Source: Reuters/Vostock-Photo
Serving up Chinese food with lashings of mayonnaise for his Russian clients, restaurant owner Liu Yanzhao is one of many Chinese entrepreneurs hoping to make money in Russia’s Far East.
“In the old days, Russia was like China’s big brother,” says the 26-year-old
owner of the White Nights restaurant in the Russian border town of
Blagoveshchensk. “We all looked up to Russia but the relationship has changed.”
Mr Liu is one of the many Chinese businessmen who are hoping to make money in
the resource-rich expanses of Siberia and the Far East. With thousands of miles
of unexplored forest and tundra, Russia’s Far East is sparsely populated, with
only 6.7 million people.
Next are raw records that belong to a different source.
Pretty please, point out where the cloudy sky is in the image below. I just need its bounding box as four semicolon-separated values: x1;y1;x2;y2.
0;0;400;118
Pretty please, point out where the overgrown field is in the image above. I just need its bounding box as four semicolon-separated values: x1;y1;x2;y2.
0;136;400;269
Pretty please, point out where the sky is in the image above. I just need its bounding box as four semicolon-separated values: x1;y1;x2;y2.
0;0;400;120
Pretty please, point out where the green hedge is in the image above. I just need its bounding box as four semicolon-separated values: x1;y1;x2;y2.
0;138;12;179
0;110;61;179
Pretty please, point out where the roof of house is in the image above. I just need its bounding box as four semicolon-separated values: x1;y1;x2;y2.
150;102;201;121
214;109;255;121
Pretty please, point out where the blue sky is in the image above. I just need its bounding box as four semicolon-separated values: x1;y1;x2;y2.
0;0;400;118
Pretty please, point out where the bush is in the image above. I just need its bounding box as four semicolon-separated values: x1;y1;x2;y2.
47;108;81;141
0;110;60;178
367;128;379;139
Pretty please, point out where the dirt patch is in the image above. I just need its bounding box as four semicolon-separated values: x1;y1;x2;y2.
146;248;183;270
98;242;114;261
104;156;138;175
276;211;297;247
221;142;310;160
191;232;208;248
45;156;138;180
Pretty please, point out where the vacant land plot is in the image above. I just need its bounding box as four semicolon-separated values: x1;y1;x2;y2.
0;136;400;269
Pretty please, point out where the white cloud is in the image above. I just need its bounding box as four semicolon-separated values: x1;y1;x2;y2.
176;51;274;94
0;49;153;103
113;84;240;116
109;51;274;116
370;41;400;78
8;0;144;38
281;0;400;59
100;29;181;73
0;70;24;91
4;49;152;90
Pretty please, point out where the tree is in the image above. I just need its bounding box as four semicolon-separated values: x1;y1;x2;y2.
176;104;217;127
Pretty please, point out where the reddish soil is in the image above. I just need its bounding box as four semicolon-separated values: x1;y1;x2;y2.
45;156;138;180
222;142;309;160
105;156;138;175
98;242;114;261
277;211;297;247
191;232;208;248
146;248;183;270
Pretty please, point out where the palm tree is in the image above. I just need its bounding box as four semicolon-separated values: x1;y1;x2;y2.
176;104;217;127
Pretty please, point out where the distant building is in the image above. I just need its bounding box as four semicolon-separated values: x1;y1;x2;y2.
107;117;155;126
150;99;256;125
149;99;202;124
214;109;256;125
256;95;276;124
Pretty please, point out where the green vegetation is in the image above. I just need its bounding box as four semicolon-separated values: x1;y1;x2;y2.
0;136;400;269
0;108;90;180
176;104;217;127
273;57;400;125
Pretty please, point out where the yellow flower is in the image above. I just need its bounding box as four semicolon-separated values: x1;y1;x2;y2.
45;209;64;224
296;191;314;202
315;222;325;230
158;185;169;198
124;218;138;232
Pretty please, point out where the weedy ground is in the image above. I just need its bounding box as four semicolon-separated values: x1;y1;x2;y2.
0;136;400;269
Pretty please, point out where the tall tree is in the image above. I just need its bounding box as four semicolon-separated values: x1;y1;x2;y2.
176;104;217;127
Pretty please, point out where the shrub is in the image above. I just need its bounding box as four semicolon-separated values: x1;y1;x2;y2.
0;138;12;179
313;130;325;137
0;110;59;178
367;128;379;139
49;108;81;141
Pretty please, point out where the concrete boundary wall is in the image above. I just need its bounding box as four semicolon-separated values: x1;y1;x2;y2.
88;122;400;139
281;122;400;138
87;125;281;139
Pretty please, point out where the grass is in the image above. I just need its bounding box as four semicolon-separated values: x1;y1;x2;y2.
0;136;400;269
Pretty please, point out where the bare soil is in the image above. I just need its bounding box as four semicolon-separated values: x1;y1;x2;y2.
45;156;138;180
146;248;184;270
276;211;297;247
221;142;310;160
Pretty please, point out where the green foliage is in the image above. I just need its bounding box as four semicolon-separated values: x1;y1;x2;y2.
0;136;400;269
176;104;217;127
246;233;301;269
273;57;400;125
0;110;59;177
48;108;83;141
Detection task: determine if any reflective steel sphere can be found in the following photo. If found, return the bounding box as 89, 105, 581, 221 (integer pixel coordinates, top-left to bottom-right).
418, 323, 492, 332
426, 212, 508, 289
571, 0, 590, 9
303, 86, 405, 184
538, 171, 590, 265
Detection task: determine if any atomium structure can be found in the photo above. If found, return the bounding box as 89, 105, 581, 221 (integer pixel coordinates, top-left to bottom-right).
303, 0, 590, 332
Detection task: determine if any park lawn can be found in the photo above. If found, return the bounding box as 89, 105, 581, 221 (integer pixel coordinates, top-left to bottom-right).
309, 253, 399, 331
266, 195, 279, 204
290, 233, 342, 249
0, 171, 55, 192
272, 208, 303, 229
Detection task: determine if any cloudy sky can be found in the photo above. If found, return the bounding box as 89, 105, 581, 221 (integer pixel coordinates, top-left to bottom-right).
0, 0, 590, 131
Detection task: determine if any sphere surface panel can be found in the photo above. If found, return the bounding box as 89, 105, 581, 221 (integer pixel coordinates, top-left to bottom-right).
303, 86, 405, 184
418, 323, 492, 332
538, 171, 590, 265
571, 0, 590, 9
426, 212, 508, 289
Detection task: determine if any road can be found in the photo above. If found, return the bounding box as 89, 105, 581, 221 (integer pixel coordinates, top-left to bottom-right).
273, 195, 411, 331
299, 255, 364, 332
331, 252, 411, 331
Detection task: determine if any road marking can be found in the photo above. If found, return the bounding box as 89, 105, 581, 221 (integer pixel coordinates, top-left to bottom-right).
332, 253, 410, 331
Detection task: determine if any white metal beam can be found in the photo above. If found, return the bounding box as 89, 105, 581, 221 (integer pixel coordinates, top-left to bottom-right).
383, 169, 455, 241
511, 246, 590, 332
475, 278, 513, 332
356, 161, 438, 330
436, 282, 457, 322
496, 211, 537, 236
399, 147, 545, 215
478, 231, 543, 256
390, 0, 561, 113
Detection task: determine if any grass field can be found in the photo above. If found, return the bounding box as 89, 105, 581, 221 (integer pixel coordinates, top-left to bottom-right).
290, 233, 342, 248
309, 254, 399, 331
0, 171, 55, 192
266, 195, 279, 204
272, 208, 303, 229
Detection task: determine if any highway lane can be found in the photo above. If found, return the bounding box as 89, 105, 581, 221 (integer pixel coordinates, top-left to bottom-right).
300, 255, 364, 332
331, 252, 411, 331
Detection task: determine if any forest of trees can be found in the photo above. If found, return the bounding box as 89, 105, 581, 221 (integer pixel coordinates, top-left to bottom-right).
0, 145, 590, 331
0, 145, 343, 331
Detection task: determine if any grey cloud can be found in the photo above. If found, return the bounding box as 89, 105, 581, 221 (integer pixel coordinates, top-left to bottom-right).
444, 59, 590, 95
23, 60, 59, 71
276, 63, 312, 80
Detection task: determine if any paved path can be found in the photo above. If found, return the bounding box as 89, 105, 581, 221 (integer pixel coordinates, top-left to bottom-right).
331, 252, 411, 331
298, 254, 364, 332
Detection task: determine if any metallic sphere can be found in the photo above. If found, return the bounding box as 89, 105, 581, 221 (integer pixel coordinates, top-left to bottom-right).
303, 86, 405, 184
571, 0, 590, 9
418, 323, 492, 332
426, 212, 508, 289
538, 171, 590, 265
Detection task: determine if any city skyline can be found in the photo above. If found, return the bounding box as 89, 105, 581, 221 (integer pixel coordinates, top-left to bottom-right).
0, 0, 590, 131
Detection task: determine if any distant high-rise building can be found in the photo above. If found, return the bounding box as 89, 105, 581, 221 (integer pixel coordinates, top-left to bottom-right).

But what it lacks in people it makes up for in natural
resources, with rich seams of iron ore, rare earth metals, gold and coal, which
China needs to feed its hurtling economic growth.
Relations between Russia and China, which fought a border war in 1969, have
long been marked by mutual suspicion. In the past, that hampered cross-border
economic co-operation. But the benefits of trade and investment are beginning
to erode old enmities. Chinese investors have set up special economic zones in
places including the Amur Region and the Primorye and Khabarovsk territories,
as well as the Jewish Autonomous Region (created by Stalin in the Thirties),
investing $3bn (£1.9bn) in various new projects. That compares with less than
$1bn (£618m) in direct state investment allocated for the same areas by Moscow
in 2011, Russian press reports say.
The Russian government has said that it wants to invest $100bn (£62bn) to
develop the region over the next five years, and that China will be a key partner
in building roads, railways and ports. “We know that Russia needs to co-operate
with another country to open up the Far East and the natural partner is China,
which has far more financial resources than either Japan or South Korea,” says
Boris Krasnojenov, metals and mining analyst at Renaissance Capital.
The economic crisis of 2008 made China look at ways to diversify its supply of
raw materials, from iron to coking coal, much of which it had imported from
Australia and Brazil. Russia was a natural alternative, and the economic crisis
also made Russian companies aware of their need for foreign investment. The
K&S iron ore project at Birobidjan, the capital of the Jewish Autonomous
Region, is a good example of Chinese and Russian co-operation in action.
A seam of iron ore laced with titanium and vanadium runs across the
Sino-Russian border. China’s iron mines have been depleted but its mills need
to be fed, so Hong Kong-listed IRC, which raised $241m (£149m) in an initial
public offering last year, is developing mines on the Russian side of the
border. The Kimkhan mine, which is the first stage of the K&S project, is
currently producing about 1.2 million tons of ore, which is now being exported
to China, and IRC plans to export 10 million tons a year to China once a bridge
is built to connect Birobidjan with its largest market just across the Amur
River. The new bridge would halve the ore’s transportation costs of $12 (£7.40)
a ton, and construction of the bridge is due to start by summer. “This area is a
hugely exciting one for companies like us and we would welcome new companies in
the region, which would increase investors’ comfort,” says Jay Hambro, the
executive chairman of IRC.
The region’s key challenge, in common with other isolated mining projects from
Africa to Mongolia, is infrastructure, and China has the funds to solve the
problem. “China has never been
interested in acquiring controlling stakes in
Russian companies,” says Mr Krasnojenov. “What they want is to secure a steady
supply of the raw materials they need and build the infrastructure to get it
back to the home market. That is their development model everywhere.”
Not surprising then, that project financing for IRC’s K&S project was
arranged by China’s ICBC bank and the China National Electrical Engineering
Company (CNEEC).
CNEEC is one of the Chinese companies working to develop the K&S mine,
which is also providing jobs for Chinese workers. “We use Chinese workers to
develop the mine. It’s a win-win for everybody,” says Svetlana Kostromitinova,
a mining analyst with Petropavlovsk, which owns a controlling stake in IRC.
Enthusiasm for the Chinese presence is not universal – many locals are wary of
the gradual penetration.
“The growth of China so close to our borders is really frightening. I know they
want to invest, but many of us fear they will then want to control things
here,” says Svetlana Ivanova, a secretary in Blagoveshchensk.
But those looking at the bigger picture say that the climate is generally
receptive. “Chinese investment is quite welcome in this area,” says Mr
Krasnojenov. “All big projects in the Far East and Eastern Siberia require very
significant infrastructure and China’s role will be vital.”